Lorsqu'il revint vers eux moins de cinq minutes plus tard avec une bièraubeurre traditionnelle et deux bièraubeurre à la citrouille, une spécialité du Chaudron Percé, qui avait remplacé la Tête de Sanglier au décès d'Abelforth Dumbledore et qui était aujourd'hui tenu par un jeune couple qui avait gardé une plaque, accroché au mur, en hommage à l'ancien gérant, son bar, et son rôle décisif dans la Bataille de Poudlard, Scorpius vit ses deux amis échanger un regard entendu.

– Quoi ? demanda-t-il en leur tendant leur chope et s'asseyant dans la chaise qu'il venait de quitter. De quoi vous parliez ? J'ai quelque chose sur le nez ?

Le sourire d'Elias s'étira jusqu'aux oreilles et il jeta un nouveau coup d'œil à Beau, qui se tourna enfin vers Scorpius en penchant légèrement la tête sur le côté.

– Scorpius.

– Oui ? répondit le jeune homme en enroulant ses deux mains autour de sa chope, légèrement perplexe face à l'attitude de ses amis.

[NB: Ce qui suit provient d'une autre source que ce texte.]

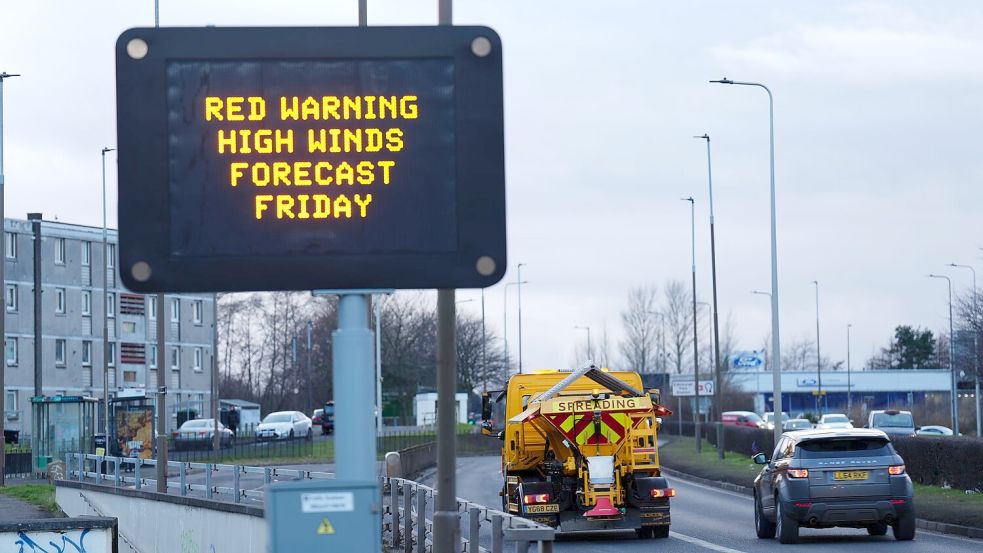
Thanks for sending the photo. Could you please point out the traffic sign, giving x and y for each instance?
(302, 158)
(684, 388)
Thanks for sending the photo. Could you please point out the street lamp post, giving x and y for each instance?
(775, 345)
(819, 362)
(518, 278)
(952, 366)
(696, 349)
(976, 347)
(849, 388)
(105, 300)
(505, 325)
(590, 352)
(713, 278)
(3, 393)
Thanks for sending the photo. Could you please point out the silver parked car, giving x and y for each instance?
(827, 478)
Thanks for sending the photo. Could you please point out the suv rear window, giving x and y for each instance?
(844, 447)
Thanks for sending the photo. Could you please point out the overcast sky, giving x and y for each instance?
(877, 113)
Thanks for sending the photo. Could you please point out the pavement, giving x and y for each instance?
(705, 519)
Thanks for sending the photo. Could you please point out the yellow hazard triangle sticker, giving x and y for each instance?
(325, 527)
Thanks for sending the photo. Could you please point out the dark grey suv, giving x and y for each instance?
(828, 478)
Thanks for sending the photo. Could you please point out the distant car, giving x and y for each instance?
(769, 418)
(827, 478)
(934, 431)
(796, 424)
(327, 418)
(742, 418)
(284, 425)
(834, 421)
(892, 421)
(198, 433)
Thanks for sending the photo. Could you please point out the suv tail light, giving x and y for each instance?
(663, 492)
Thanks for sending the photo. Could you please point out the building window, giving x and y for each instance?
(87, 353)
(11, 240)
(12, 298)
(60, 348)
(10, 346)
(60, 301)
(59, 251)
(86, 302)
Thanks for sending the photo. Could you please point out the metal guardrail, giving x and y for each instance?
(407, 527)
(407, 524)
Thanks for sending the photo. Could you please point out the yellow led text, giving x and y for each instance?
(348, 107)
(307, 173)
(312, 206)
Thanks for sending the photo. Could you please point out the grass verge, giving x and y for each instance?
(41, 495)
(931, 502)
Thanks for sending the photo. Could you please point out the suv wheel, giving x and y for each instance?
(904, 528)
(764, 528)
(785, 526)
(878, 529)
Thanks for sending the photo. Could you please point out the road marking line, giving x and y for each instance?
(704, 544)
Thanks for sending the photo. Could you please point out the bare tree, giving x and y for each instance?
(678, 313)
(638, 348)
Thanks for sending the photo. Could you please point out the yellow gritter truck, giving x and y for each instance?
(580, 451)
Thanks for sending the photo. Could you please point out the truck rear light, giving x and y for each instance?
(663, 492)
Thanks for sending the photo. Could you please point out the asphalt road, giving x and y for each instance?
(706, 519)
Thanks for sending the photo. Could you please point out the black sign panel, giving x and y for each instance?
(303, 158)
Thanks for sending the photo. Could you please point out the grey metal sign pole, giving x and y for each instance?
(3, 366)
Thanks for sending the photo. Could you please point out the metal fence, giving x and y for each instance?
(407, 523)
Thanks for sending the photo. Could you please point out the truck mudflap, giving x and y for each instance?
(632, 519)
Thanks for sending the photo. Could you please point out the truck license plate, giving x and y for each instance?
(552, 508)
(850, 475)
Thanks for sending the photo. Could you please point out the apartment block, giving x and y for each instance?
(76, 314)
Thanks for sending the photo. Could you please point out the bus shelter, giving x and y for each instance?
(61, 424)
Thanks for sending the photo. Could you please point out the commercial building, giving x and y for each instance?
(72, 305)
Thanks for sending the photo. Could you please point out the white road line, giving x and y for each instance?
(704, 544)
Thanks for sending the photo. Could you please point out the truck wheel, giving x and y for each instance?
(785, 526)
(904, 528)
(878, 529)
(764, 528)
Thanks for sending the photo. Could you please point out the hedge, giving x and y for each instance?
(943, 461)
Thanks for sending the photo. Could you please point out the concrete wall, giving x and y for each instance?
(88, 535)
(158, 523)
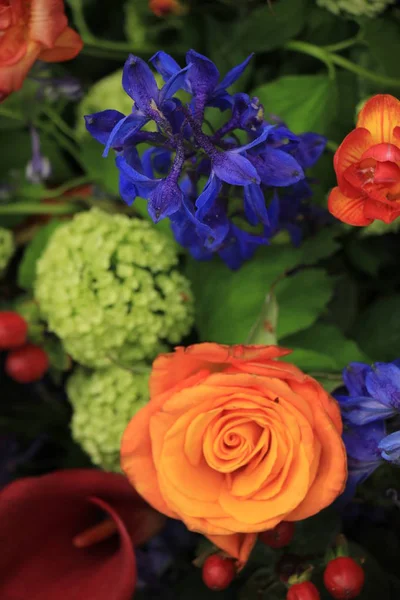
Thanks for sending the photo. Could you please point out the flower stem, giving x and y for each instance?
(28, 208)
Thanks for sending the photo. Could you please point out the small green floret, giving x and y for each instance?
(109, 288)
(7, 248)
(356, 8)
(103, 402)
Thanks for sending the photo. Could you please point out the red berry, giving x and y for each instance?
(218, 572)
(13, 330)
(303, 591)
(344, 578)
(26, 364)
(279, 536)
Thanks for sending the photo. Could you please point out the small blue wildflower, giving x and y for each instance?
(38, 168)
(214, 187)
(374, 392)
(363, 454)
(390, 447)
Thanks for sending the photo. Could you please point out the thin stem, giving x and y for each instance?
(344, 44)
(331, 58)
(27, 208)
(59, 122)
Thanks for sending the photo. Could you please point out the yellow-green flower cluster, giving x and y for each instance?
(356, 8)
(109, 288)
(104, 401)
(7, 248)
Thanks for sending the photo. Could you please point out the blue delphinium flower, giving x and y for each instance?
(370, 413)
(224, 192)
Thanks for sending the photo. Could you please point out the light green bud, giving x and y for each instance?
(103, 402)
(109, 288)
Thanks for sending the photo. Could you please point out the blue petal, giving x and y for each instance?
(123, 130)
(254, 205)
(258, 140)
(175, 83)
(390, 447)
(208, 196)
(139, 83)
(234, 169)
(309, 149)
(203, 75)
(164, 200)
(362, 410)
(277, 168)
(165, 64)
(101, 124)
(383, 384)
(362, 442)
(144, 185)
(127, 189)
(234, 74)
(354, 378)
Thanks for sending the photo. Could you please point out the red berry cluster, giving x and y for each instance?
(25, 362)
(218, 572)
(343, 578)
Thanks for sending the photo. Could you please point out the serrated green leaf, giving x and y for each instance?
(326, 340)
(301, 299)
(229, 302)
(27, 267)
(304, 102)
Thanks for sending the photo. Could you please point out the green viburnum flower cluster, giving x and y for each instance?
(356, 8)
(104, 401)
(109, 289)
(7, 248)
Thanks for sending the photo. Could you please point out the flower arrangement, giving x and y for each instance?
(199, 307)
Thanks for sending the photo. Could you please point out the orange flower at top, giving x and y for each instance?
(31, 30)
(233, 441)
(367, 165)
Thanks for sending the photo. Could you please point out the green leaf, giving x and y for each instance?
(314, 535)
(377, 329)
(264, 329)
(301, 299)
(304, 102)
(325, 339)
(229, 302)
(268, 28)
(382, 36)
(102, 170)
(27, 267)
(106, 93)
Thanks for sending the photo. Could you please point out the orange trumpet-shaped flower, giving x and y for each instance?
(32, 30)
(367, 165)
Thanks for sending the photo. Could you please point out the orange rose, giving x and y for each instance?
(31, 30)
(232, 442)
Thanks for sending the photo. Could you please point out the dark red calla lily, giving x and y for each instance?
(70, 535)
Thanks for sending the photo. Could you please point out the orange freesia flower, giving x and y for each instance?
(31, 30)
(233, 442)
(367, 165)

– Est-ce que tu vas nous dire ce qu'il se passe avec Rose Weasley ? Et pourquoi est-ce qu'Elias ici présent a l'air de penser que tu es un homme nouveau depuis qu'elle est entrée dans ta vie avec ce fichu article ?


Note : Bonjour à tous !
Alors tout d'abord, oui, ce chapitre s'arrête bien là. Il est plus court que d'habitude, c'est bien vrai, mais c'est un petit peu un chapitre « bonus », qui au départ, n'était pas prévu, mais que j'ai eu envie d'écrire quand même. Ça ne fait clairement pas avancer le bazar, mais j'avais envie de voir un peu la fratrie Potter-Weasley et les amis de Scorpius. Même si c'était pendant un très très bref instant, surtout pour Scorpius.

Enfin bon je m'égare. J'espère tout de même que ce chapitre vous aura plus, et je vous remercie tous chaleureusement pour votre enthousiasme pour cette histoire et vos reviews, qui me font chaque fois très plaisir.

Comme je ne suis pas chez moi le week-end prochain, je ne sais pas du tout si j'aurais le temps de poster la suite... Je m'en excuse d'avance.